I thought it was pretty good as far as excuses go, but David just laughed. “Yeah, right. Pres, you’d make out with a spotlight if you could figure out how. It’s gotta be something else.”
That hungry look was back in his eyes, and it suddenly occurred to me that the reason I’d thrown up was literally across the hall. My stomach and knees turned to jelly. It was a miracle that David hadn’t noticed the broken door to the girls’ room when he’d come in here. There was no way he was going to miss it when he left. And David was the smartest person I knew; he was the only thing currently standing between me and valedictorian. David had seen me going toward the girls’ room, and when he saw the two dead bodies in there, he’d put two and two together.
And he would love it. He’d write a bazillion articles for the paper chronicling my downfall, and the eventual trial, and he’d win awards for it. Do they have a Pulitzer for high school papers?
“Well, whatever is up with you, I suggest you get over it so you can collect your crown,” he said, turning to leave.
“Wait!” I cried, grabbing his arm. How could I keep him from going out there?
“What?” he snapped, clearly pretty irritated.
“Um . . . I just, uh, I just wanted to say thank you. Again.”
David stared at me like I’d just started speaking in tongues, but after a moment, kind of patted my hand and said, “Yeah, you’re, uh . . . no problem.”
Then he pulled open the bathroom door. I stayed, frozen, waiting for him to shout or something when he saw the destruction across the hall.
But all I heard were the soft squeaks of his tennis shoes as he walked away.
Oh my God, had he missed it again? Looked like valedictorian was in my grasp after all!
But then, when I walked out of the bathroom, I saw why David hadn’t seen anything: There was nothing to see.
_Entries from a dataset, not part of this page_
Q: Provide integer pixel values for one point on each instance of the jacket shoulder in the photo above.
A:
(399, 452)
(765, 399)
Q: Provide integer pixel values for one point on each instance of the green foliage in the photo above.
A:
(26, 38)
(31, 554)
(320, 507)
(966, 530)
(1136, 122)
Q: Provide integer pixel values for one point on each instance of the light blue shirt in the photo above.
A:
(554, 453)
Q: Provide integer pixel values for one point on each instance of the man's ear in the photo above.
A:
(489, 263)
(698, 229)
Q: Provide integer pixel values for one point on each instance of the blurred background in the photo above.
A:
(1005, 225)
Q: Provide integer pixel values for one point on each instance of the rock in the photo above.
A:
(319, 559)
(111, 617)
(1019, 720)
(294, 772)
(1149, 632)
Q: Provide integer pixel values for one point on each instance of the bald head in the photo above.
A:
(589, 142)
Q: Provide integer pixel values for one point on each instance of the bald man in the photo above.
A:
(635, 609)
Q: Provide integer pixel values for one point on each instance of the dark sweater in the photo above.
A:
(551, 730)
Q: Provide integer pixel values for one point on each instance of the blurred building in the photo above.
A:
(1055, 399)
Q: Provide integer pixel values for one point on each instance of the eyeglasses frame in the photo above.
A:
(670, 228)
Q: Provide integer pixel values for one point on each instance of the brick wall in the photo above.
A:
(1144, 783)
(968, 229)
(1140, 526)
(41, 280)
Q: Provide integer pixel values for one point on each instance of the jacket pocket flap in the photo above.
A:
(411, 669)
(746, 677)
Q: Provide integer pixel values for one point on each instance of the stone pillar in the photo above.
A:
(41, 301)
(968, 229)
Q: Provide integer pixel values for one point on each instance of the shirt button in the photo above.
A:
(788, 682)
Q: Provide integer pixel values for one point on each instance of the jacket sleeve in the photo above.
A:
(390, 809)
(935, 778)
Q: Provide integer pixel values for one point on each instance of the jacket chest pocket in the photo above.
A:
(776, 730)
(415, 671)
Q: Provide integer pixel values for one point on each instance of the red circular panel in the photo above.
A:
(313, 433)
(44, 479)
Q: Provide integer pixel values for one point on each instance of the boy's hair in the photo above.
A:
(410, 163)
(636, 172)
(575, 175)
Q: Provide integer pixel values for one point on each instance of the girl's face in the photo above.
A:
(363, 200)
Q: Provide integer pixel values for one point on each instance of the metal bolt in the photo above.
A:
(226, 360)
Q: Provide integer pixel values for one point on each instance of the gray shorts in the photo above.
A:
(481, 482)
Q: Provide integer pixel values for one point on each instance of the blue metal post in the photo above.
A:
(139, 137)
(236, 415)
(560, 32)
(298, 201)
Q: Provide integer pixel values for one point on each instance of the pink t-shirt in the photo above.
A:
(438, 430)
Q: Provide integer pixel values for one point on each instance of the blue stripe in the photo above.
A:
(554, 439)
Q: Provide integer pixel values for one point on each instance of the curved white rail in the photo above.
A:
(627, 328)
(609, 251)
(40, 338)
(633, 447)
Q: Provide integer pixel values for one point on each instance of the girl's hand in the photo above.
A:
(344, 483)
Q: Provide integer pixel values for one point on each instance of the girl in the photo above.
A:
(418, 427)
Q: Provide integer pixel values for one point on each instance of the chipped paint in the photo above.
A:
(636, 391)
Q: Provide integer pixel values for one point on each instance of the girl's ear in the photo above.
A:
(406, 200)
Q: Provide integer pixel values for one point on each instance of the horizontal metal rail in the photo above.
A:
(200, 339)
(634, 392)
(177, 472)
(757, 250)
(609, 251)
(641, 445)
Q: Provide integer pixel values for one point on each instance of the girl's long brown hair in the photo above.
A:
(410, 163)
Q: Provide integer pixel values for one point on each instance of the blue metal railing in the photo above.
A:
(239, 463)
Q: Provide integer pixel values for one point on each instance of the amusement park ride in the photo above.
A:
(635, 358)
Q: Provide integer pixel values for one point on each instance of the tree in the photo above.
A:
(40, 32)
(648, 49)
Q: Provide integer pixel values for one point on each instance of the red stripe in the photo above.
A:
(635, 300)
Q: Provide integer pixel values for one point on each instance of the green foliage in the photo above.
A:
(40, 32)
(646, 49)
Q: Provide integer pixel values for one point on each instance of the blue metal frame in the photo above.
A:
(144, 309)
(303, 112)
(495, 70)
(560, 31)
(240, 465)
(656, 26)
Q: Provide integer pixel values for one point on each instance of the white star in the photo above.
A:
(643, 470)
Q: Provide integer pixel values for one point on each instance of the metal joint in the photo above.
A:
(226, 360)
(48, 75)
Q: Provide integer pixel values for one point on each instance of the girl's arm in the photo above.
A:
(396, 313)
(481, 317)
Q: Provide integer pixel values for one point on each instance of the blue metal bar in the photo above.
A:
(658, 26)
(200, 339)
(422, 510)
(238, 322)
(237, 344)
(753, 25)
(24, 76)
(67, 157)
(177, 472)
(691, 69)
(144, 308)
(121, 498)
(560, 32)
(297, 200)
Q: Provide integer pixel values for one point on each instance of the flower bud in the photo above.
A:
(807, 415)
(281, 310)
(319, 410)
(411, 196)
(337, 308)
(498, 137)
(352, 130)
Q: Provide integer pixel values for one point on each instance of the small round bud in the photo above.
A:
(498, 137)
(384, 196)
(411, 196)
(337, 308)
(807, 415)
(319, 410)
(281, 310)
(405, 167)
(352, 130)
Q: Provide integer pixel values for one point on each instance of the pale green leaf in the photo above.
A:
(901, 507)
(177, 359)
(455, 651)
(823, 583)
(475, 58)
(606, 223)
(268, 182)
The bathroom door was in place and in one piece.
Chapter 4
EVERYTHING after that is kind of a blur, mostly because I was pretty sure I was going insane. I know I walked into the bathroom and didn’t even feel all that surprised to see that it was empty, with no sign of the two dead bodies that had been in there just—I checked my watch—six minutes ago. The walls were fine, no cracks or big craters roughly the size of Dr. DuPont’s head. I even checked the trash can for the bloody paper towel I’d used to clean my shoe.
The trash can was empty.
That’s when I made this weird, high-pitched sound that was kind of a sigh and kind of a gasp. I’m pretty sure I would have had a complete nervous breakdown right then and there if David Stark hadn’t poked his head in and said, “Uh . . . Pres? You gonna hurl again?”
I turned to look at him, and the smirk fell off his face. “Holy crap,” he said, crossing the room and grabbing my arms. “Harper? What’s wrong?”
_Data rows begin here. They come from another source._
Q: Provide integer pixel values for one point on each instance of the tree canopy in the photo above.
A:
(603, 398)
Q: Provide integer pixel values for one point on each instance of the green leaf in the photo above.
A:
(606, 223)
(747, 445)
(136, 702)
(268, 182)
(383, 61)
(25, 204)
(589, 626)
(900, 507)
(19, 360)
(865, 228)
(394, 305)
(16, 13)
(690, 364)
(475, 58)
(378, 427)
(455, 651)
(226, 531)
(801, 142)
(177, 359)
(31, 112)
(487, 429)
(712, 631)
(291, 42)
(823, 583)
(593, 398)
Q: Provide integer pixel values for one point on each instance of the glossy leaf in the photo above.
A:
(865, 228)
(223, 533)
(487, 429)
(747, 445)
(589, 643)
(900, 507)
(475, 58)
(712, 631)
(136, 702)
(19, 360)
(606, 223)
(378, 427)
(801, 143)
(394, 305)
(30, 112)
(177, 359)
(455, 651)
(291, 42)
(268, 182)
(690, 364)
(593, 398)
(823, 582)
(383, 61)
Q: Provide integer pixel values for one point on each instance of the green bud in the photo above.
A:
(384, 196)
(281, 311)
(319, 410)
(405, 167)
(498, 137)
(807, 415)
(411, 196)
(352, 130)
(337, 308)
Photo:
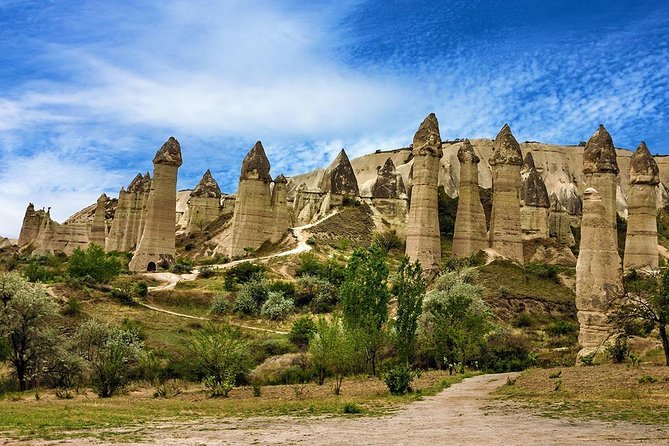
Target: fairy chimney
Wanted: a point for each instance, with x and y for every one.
(641, 250)
(157, 245)
(423, 242)
(469, 235)
(505, 227)
(599, 286)
(252, 221)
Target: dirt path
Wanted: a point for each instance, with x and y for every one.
(464, 414)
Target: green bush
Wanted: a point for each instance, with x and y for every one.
(507, 352)
(398, 379)
(277, 307)
(94, 263)
(302, 330)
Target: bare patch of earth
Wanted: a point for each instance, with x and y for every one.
(463, 414)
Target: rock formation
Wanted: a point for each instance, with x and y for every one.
(534, 200)
(641, 250)
(204, 204)
(99, 226)
(600, 167)
(469, 235)
(559, 223)
(281, 220)
(252, 222)
(505, 228)
(423, 239)
(157, 244)
(389, 183)
(599, 286)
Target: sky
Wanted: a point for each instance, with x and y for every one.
(89, 90)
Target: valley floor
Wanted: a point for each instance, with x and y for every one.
(466, 413)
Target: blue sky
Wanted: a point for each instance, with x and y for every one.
(91, 89)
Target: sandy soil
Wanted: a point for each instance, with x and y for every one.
(462, 414)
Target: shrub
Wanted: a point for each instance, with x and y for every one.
(277, 306)
(303, 329)
(388, 240)
(507, 352)
(398, 379)
(94, 263)
(221, 304)
(618, 351)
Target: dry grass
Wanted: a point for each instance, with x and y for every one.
(609, 392)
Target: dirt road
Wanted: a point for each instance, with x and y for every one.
(464, 414)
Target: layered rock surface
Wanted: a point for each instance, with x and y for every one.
(599, 286)
(505, 222)
(641, 250)
(423, 239)
(157, 244)
(469, 235)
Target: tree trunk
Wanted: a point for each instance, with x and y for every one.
(665, 342)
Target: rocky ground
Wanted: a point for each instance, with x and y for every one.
(463, 414)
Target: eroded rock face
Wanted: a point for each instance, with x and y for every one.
(599, 286)
(641, 250)
(469, 235)
(423, 240)
(253, 220)
(389, 183)
(339, 178)
(505, 223)
(157, 244)
(600, 167)
(99, 226)
(204, 204)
I saw my reflection in the mirror, and totally understood why he looked genuinely freaked. My eyes were huge and glassy and my skin had gone gray. Not that I really cared. I mean, I’d gone crazy. I was crazy.
For some reason, that thought was way more upsetting than the idea that I’d turned into some sort of superhero who’d killed evil Dr. DuPont with my shoe. That had been traumatizing, I guess, but it had also been . . . well, kind of cool. Like something out of a comic book. But going insane? That was real.
“Harper?” David said again, giving me a little shake.
I think I would’ve caved then and the whole story about Mr. Hall and Dr. DuPont would’ve come tumbling out in a series of sobs and shrieks. But luckily, Bee chose that moment to push the bathroom door open.